Faulty Memory
Spend some time at ProMat at the smaller booths, taking notes as you go.
By Jim Apple -- Modern Materials Handling, 1/1/2007
It's show time! ProMat 2007 is here. Whenever I visit the show, I am embarrassed to be reminded about how many things I have forgotten.
Making my rounds at the show, I always see something that I have never seen before that has the possibility of being incorporated into the concept design of a current project. But what really troubles me is that, without exception, as I walk through the show I see equipment and concepts that I have seen before – and forgotten! Many of these also have potential within current projects.
Most often, these products are tucked away in the smallest booths. They are never very flashy, but always eminently practical. Usually, they are narrowly focused solutions to make a workplace more efficient, to make the tasks easier for the operator and to help improve quality.
They might be simple tools for positioning product for the operator, visual systems support to make instructions clearer or a new type of cart that is easier to move around the warehouse.
Search engines are great for finding those things that we can remember, but they don't help much with the things that we've forgotten. For that, we need a chance to be re-exposed.
I encourage you to spend some extra time poking around in the small booths. Be sure to carry a good supply of 3x5 cards for notes to help you remember the great ideas for applications that come to mind. If you don't make it to the show this year, other good reminders are in the last pages of this magazine, with all of the business card size ads.
But, equipment alternatives at the show are not the only things that I forget. As we begin to size-up a problem, it is easy to get completely consumed with detailed spreadsheet data analysis.

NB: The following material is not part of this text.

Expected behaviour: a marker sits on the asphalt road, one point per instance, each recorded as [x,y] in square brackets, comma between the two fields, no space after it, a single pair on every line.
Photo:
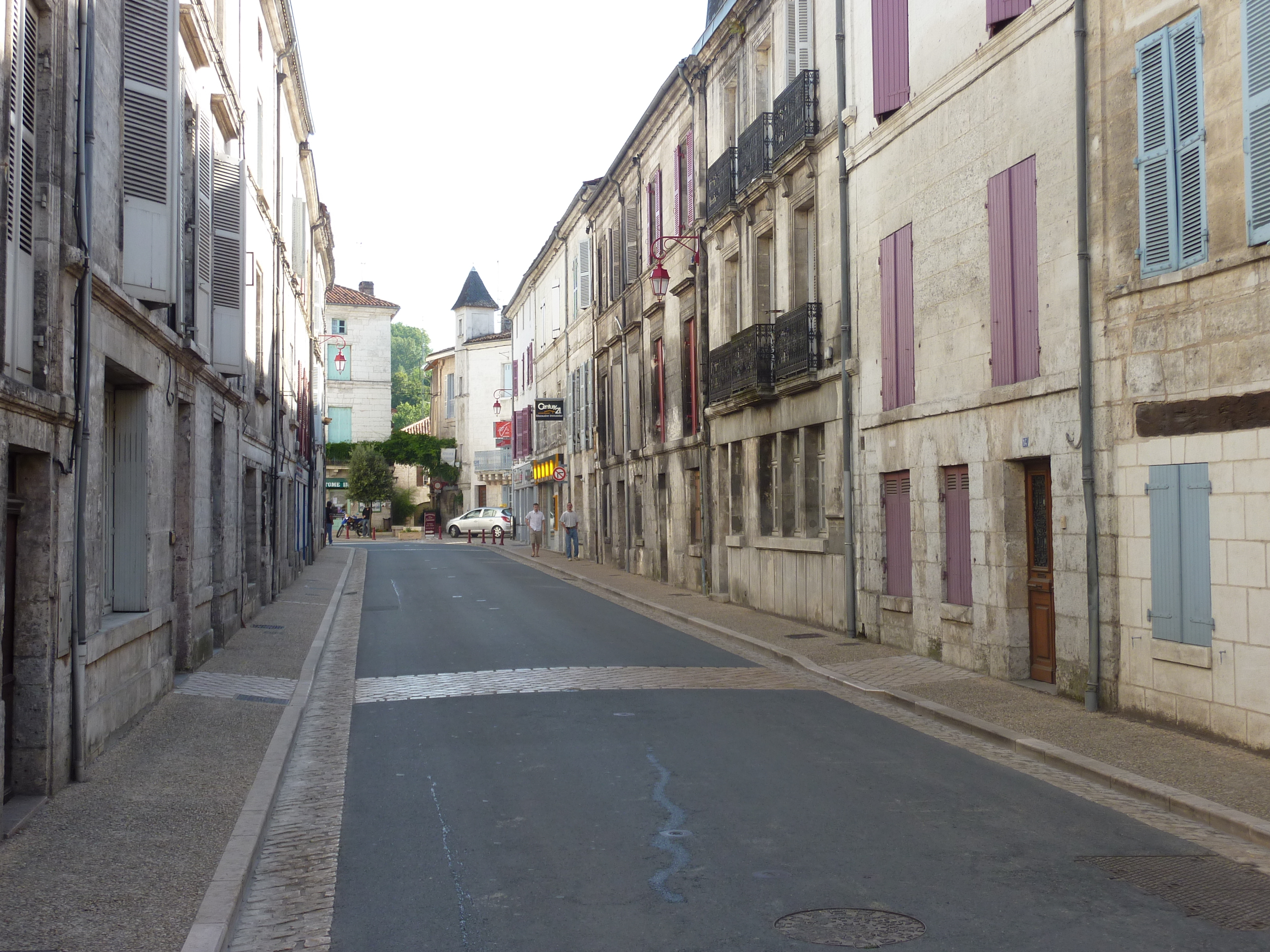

I forget that there are other good analysis tools to help understand the nature of a problem.
While sorting through a box of old books in the attic I stumbled across my college text on Plant Layout and Materials Handling, first written by my father in 1950. I found a number of straight forward techniques to visualize both the magnitude of a materials handling problem and the opportunity for improvement. You might try some of these:
Process chart
This simple chart tabulates each step as a product moves through a process. It indicates moves, operations, delays or buffers, storage and inspections. The travel distances and operation times are also captured. When we are honest, and count even the small moves, it is not uncommon to find 12 to 15 moves just to get a product through a warehouse.
Flow chart
The flow chart superimposes the process chart on a layout of the facility and makes it very easy to see unnecessary moves and backtracking.
Man-machine chart
Placing process charts for a machine and its operator side-by-side, one can easily see when one is waiting for the other to finish a task, resulting in either lost capacity or lost labor.
Right hand/left hand chart
For analyzing real detail at the workplace, this chart demonstrates the opportunity for shortening task times when both hands are used simultaneously, preferably in symmetrical motions.
Finding these "good old tools" in one text makes me want to go back through the rest of the box. Computerized analysis may help us answer a question faster than we could before, but it takes the old tools to find the right question to ask.
We're all smarter than we think – when we remember what we know!